1) can be done under any uid (after the initial socket bind)
2) must be done under the queue's owner or group
3) must have privileges needed to examine routing files
4) must have privileges to write to necessary files or exec necessary programs

Now, here is the thing: since the mail goes through all of these
steps, somewhere along the line, the privileges must be altered
between those states. And, except in the cases where the
privileges are a fixed function (e.g., root or the exim user id)
they must be computed.

*In any mailer* this is a potential security hole.

The only effective remedy for this is careful coding. It doesn't
really matter whether the code is sendmail's can of worms or
exim's, nor what the precise security model is; if the mailer
has to make a decision as to which privileges to grant, it
might be tricked into making the wrong decision by some
coding error.

Here's a simple example: Suppose that stage 2 can be tricked into
copying a random file into the spool area. That random file might
look like a real mail message which comes from a trusted source
and which then directs stages 3 or 4 to violate security.

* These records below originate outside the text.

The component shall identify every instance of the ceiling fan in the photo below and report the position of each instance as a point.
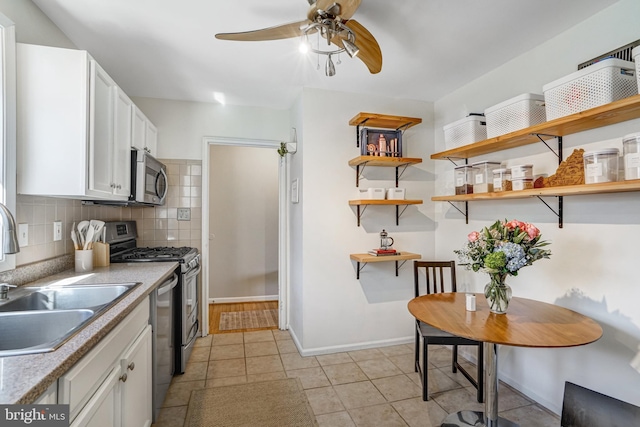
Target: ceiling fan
(331, 20)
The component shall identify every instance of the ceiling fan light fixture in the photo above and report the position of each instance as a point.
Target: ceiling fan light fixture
(330, 68)
(351, 48)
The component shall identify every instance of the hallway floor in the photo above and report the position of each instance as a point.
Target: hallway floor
(368, 388)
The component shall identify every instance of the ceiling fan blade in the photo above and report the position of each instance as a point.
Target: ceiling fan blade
(370, 52)
(284, 31)
(347, 8)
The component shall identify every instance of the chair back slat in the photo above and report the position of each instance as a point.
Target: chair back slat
(436, 277)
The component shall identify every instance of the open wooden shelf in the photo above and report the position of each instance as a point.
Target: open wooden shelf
(393, 162)
(362, 202)
(384, 121)
(367, 258)
(570, 190)
(604, 115)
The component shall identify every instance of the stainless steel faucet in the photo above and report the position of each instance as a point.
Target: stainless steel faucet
(10, 234)
(4, 290)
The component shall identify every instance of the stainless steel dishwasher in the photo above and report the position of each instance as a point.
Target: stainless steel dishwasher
(162, 325)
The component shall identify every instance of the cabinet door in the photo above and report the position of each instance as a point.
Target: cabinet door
(101, 131)
(139, 139)
(122, 145)
(151, 140)
(103, 409)
(137, 389)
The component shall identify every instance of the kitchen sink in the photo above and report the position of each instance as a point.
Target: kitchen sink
(93, 297)
(26, 332)
(38, 320)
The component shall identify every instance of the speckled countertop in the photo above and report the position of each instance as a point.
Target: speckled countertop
(24, 378)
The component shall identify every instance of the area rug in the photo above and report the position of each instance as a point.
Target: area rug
(278, 403)
(248, 319)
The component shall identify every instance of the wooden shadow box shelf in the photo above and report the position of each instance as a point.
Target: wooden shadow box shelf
(364, 259)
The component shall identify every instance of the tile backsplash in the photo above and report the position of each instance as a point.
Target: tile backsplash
(157, 226)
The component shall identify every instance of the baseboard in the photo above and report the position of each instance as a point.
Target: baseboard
(347, 347)
(259, 298)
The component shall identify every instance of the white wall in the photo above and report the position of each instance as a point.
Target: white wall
(593, 266)
(182, 124)
(338, 311)
(243, 218)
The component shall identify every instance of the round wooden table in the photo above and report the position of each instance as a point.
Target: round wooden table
(528, 323)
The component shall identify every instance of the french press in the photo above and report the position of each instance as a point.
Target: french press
(385, 241)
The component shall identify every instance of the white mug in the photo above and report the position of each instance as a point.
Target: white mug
(84, 260)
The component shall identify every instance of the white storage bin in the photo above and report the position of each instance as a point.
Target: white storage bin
(371, 193)
(635, 54)
(601, 166)
(598, 84)
(515, 114)
(465, 131)
(395, 193)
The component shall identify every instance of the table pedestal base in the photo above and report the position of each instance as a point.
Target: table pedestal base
(474, 418)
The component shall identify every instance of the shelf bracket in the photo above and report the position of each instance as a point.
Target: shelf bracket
(359, 269)
(360, 172)
(399, 266)
(359, 211)
(358, 126)
(559, 213)
(399, 213)
(465, 213)
(399, 174)
(558, 153)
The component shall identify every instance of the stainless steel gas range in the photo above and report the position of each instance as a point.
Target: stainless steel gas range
(121, 236)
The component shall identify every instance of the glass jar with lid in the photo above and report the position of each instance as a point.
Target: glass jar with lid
(464, 176)
(631, 152)
(601, 166)
(502, 179)
(483, 176)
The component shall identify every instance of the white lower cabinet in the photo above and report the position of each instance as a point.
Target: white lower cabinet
(111, 385)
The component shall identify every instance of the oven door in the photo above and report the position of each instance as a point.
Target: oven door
(150, 179)
(189, 309)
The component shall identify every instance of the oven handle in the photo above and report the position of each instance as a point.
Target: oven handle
(192, 273)
(168, 285)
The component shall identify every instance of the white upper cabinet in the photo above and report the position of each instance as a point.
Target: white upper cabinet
(75, 126)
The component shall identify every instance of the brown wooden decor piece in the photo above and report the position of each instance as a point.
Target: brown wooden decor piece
(570, 172)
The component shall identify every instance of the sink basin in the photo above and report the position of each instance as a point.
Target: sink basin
(38, 320)
(94, 297)
(26, 332)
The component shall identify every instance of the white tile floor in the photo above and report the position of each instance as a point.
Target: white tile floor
(368, 388)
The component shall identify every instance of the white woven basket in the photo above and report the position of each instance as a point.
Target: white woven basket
(465, 131)
(514, 114)
(598, 84)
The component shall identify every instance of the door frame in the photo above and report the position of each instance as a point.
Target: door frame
(283, 224)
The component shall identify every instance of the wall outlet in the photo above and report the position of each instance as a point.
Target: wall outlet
(23, 235)
(57, 230)
(184, 214)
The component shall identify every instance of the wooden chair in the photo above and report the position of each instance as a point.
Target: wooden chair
(436, 281)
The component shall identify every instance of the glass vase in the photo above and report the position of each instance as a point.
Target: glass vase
(498, 294)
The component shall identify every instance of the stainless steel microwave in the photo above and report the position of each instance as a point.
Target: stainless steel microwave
(149, 183)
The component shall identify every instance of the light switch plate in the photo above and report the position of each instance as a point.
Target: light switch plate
(23, 235)
(57, 230)
(184, 214)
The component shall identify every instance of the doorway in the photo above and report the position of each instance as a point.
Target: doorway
(245, 244)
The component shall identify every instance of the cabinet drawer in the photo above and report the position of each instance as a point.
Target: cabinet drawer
(78, 385)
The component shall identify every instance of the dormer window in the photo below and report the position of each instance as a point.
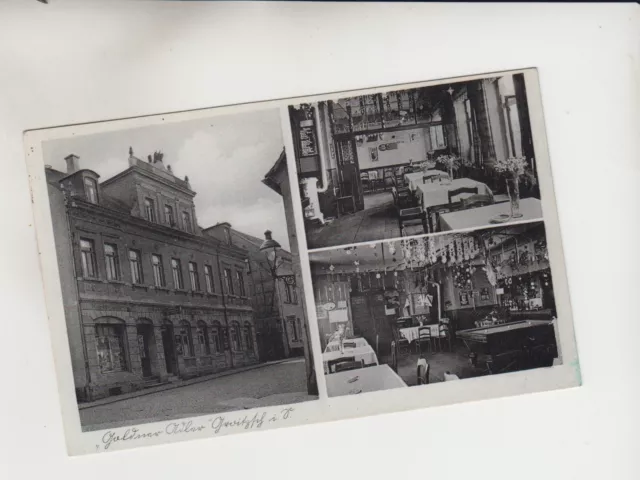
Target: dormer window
(186, 222)
(149, 210)
(91, 189)
(168, 216)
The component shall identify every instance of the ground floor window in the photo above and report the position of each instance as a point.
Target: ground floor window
(295, 328)
(185, 345)
(248, 337)
(235, 337)
(203, 340)
(110, 348)
(216, 341)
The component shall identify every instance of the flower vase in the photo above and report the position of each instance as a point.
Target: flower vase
(515, 198)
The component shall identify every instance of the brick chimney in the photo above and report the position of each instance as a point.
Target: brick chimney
(73, 163)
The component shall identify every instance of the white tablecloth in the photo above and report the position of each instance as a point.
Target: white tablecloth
(413, 179)
(362, 380)
(365, 354)
(335, 345)
(431, 194)
(411, 333)
(530, 208)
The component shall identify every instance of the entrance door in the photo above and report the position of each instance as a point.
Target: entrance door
(349, 172)
(169, 349)
(144, 340)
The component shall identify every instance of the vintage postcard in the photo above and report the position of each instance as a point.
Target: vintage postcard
(303, 260)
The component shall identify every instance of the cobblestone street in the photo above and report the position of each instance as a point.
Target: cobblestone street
(278, 384)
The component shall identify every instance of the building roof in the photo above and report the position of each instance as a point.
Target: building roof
(269, 178)
(255, 241)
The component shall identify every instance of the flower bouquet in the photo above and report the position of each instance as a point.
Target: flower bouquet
(451, 163)
(513, 168)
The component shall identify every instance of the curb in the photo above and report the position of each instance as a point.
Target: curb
(183, 383)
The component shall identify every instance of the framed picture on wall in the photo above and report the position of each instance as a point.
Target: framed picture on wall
(464, 298)
(373, 154)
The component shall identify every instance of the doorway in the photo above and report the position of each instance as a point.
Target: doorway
(145, 342)
(168, 346)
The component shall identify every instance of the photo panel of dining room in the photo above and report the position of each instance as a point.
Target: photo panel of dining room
(435, 308)
(410, 161)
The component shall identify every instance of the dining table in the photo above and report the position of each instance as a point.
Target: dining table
(362, 353)
(413, 179)
(412, 333)
(431, 194)
(530, 209)
(362, 380)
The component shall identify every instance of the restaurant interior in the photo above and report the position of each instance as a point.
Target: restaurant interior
(440, 307)
(415, 161)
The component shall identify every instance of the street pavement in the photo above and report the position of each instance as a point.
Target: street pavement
(279, 384)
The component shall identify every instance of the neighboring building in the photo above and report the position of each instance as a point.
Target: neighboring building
(278, 180)
(148, 297)
(273, 307)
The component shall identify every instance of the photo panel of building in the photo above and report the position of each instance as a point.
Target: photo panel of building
(163, 294)
(436, 308)
(404, 162)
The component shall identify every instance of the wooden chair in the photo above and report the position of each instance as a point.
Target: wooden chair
(403, 322)
(413, 217)
(345, 366)
(458, 191)
(475, 201)
(444, 334)
(423, 372)
(346, 196)
(375, 182)
(394, 356)
(435, 178)
(366, 182)
(331, 364)
(389, 180)
(424, 335)
(402, 344)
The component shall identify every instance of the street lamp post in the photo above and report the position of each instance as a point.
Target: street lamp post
(271, 248)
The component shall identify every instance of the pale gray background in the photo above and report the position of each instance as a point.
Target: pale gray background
(71, 62)
(225, 157)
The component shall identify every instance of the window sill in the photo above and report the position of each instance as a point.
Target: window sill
(90, 279)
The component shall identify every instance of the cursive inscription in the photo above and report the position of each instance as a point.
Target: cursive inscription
(218, 424)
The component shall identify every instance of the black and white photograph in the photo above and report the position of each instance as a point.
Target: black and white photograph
(416, 160)
(435, 309)
(185, 300)
(180, 279)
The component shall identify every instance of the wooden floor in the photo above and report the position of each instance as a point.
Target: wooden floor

You could run each and every part with the absolute minimum
privileges needed, ensure that all transitions are carefully
controlled -- and still be shit out of luck.

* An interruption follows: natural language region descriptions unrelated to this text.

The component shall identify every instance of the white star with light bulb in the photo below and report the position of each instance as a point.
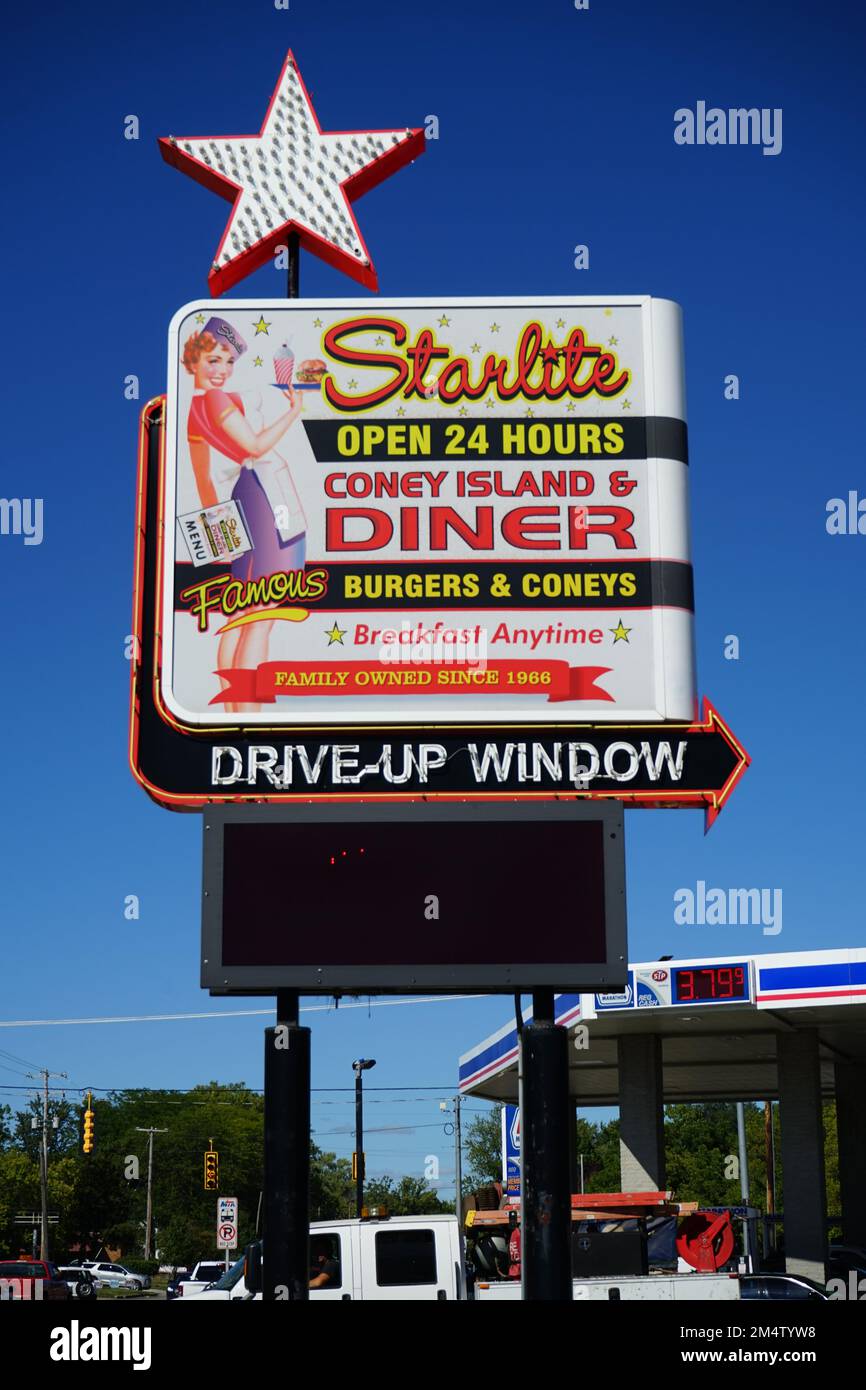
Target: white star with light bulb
(292, 177)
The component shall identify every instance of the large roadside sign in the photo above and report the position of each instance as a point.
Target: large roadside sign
(426, 510)
(381, 898)
(427, 548)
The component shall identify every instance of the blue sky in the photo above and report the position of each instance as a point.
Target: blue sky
(555, 128)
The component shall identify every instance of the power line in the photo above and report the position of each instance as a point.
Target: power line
(237, 1014)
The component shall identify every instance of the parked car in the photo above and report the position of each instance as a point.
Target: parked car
(81, 1282)
(116, 1276)
(173, 1287)
(34, 1279)
(781, 1286)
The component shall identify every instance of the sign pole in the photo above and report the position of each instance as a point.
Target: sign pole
(544, 1146)
(287, 1154)
(293, 268)
(287, 1100)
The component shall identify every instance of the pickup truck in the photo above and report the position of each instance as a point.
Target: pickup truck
(420, 1258)
(203, 1275)
(32, 1279)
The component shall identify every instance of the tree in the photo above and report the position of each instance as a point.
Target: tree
(331, 1186)
(405, 1197)
(483, 1150)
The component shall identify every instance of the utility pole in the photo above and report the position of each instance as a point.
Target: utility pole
(43, 1153)
(359, 1068)
(458, 1164)
(149, 1216)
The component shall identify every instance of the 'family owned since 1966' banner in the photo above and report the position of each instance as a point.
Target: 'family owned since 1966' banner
(426, 512)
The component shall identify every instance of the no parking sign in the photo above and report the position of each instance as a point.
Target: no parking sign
(227, 1223)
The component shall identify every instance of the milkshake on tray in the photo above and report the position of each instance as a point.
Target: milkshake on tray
(284, 367)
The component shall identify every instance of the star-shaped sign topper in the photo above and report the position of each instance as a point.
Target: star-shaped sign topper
(292, 178)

The point of this? To make a secure mailer, you need two things:

     1) A security model which can be verified to be correct and
    which the code can be validated against.


     2) Code that is, *at all stages*, validated for code
    correctness and conformity to the security model.

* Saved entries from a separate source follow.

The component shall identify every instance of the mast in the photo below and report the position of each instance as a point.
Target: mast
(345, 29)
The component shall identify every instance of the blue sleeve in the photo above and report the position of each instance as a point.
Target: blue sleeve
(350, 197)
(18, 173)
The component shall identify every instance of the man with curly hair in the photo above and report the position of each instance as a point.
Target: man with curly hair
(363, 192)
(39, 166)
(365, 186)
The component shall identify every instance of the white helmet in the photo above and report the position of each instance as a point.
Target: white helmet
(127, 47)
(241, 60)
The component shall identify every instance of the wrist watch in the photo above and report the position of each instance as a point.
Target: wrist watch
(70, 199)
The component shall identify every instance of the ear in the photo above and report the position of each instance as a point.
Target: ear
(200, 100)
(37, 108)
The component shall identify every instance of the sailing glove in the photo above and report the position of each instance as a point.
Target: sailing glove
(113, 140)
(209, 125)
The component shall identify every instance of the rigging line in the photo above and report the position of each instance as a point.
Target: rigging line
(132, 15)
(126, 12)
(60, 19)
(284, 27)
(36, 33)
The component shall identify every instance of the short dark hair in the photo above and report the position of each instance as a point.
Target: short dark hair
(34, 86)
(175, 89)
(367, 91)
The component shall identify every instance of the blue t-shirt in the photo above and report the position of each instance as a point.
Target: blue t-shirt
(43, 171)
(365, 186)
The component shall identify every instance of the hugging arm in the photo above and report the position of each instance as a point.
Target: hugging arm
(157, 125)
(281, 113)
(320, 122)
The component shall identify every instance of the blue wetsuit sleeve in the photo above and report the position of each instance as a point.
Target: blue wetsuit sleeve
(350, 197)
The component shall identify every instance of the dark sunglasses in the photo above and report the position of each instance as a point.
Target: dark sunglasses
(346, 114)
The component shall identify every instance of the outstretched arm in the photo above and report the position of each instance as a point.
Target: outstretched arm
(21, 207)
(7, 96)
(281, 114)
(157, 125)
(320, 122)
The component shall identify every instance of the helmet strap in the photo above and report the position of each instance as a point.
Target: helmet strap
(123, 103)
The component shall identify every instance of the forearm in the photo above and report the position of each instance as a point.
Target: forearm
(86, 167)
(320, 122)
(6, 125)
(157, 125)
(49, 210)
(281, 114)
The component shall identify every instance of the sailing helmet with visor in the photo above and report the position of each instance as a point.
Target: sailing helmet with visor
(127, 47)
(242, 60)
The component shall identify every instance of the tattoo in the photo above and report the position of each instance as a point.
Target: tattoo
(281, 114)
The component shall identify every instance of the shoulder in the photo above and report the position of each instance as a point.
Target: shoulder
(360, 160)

Presumably, exim's security model is adequate to the task. Thus
the only issue is whether the code implements that model. And the
only way to be sure is validate each line of code and then each
algorithm and then the entire program flow. This task can be made
easier and more reliable by *coding standards* -- that is, a
deliberate restriction of use of features of the language. In the
ideal case, each and every statement should be on-its-face valid,
meaning that it implements, *always*, the function that is implied
by the statement. In the real world, each statement should either
function as the ideal case or fail in such a way as to forbid
propagation of the error.

Consider this code:

    strcat(a, b);


This statement can fail silently. Without an examination of
potentially the entire program, there is no way to validate that
it works correctly.

Here's another:

void
my_strcat(char *dst, size_t len, const char *src)
{
    size_t  len2;


    if (len <= sizeof(char *)) {
        longjmp(ohshit, 1);
    }
    len2 = strlen(dst);
    if (len2 = strlen(src) + 1 > len) {
        longjmp(ohshit, 1);
    }
    strcpy(dst + len2, src);
}


#define STRCAT(dst,len,src) my_strcat(dst, sizeof(dst), src)

    STRCAT(a, b);


In this case, we're creating a "strcat" that is to protect against
overwrite errors. Note that there are actually two protections
here. Since C doesn't really distinguish between pointers and
arrays, there's a run-time check to distinguish between the two
cases (with the implicit assumption that all buffers are longer
than a character pointer) as well as a check to ensure that you
don't overflow the buffer. Note also that an overflow will result
in the program refusing to process the message further, thus
eliminating data-truncation holes.

There are the obvious costs to this approach. But the benefit is
very important: code that, on its face, doesn't violate the
language model. Another goal to be obtained by this type of coding
is ensuring that no undefined behavior occurs. An extreme version
of this would forbid the use of bare signed variables -- as their
overflow behavior isn't fixed by the language.

Sure, the devil's advocate may answer, but I've only really moved
the failure modes to where they're more invisible. Well, yes and
no. If there's a flaw in this particular coding idea, it'll be
really tricky to spot. But it will be *in one place* -- the design
of this particular piece of code. Not spread all throughout the
program.

In some sense, C is the wrong language for writing secure
programs. It's a bare-metal language, allowing you to do damned
near anything. I happen to like that freedom but the price is that
incorrectly coded programs can behave in entirely unpredictable
ways and because C really doesn't try to help protect here, it's
difficult to create programs that are knowably correctly coded.